La rápida expansión de energías renovables variables ha transformado la operación del sistema eléctrico chileno y ha evidenciado límites en transmisión, señales de precio y planificación, según expuso Andrés Romero, socio y director de Valgesta Nueva Energía, en la conferencia “Vertimiento y BESS: la experiencia de Chile”, en el marco de PERÚ ENERGÍA Sur Arequipa.
Romero señaló que en la última década Chile pasó de una participación marginal de renovables variables a niveles cercanos a la mitad de la capacidad instalada, lo que modificó de forma estructural la operación del sistema. Este crecimiento no fue acompañado por una expansión equivalente de la transmisión, generando congestión en la evacuación de energía desde el norte —altamente solar— hacia los centros de consumo del centro-sur.
Este desbalance ha incrementado el vertimiento, especialmente solar en horas de alta generación, cuando la red no logra transportar toda la energía disponible. A ello se suma un sistema con configuración radial y poco mallado, lo que amplifica las diferencias de precios entre zonas y franjas horarias.

En este contexto, los sistemas de almacenamiento de energía (BESS) han surgido como una de las principales respuestas del mercado. Romero explicó que su expansión responde a tres factores: la fuerte caída de costos de las baterías, la necesidad de reducir vertimientos y la existencia de diferenciales de precios entre horas solares y nocturnas que habilitan arbitraje energético.
Sin embargo, advirtió efectos estructurales: a medida que aumenta la capacidad de almacenamiento, el diferencial de precios tiende a comprimirse, reduciendo la rentabilidad futura de las propias baterías. “El sistema se autocorrige: el almacenamiento mejora la operación, pero reduce la señal económica que lo hace atractivo”, indicó.

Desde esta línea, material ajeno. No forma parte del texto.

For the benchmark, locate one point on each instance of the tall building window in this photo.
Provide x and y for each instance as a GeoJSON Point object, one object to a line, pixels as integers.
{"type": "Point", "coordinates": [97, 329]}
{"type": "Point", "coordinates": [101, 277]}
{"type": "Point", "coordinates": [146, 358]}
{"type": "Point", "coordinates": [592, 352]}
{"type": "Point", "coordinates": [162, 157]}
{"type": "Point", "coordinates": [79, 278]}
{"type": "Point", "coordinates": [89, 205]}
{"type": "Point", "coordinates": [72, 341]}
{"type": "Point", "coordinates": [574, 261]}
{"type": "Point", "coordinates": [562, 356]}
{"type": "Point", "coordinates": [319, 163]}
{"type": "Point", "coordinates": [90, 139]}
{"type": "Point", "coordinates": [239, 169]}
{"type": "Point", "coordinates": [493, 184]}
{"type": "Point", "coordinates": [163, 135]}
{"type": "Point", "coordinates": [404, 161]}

También señaló que la operación real del sistema incorpora decisiones del operador que ajustan los ciclos de carga y descarga por razones de seguridad, lo que introduce variabilidad adicional respecto de los modelos de inversión.
Romero concluyó que los BESS ayudan a reducir vertimientos y mejorar eficiencia, pero no reemplazan la necesidad de reforzar la transmisión ni resuelven por sí solos los desafíos de planificación del sistema eléctrico.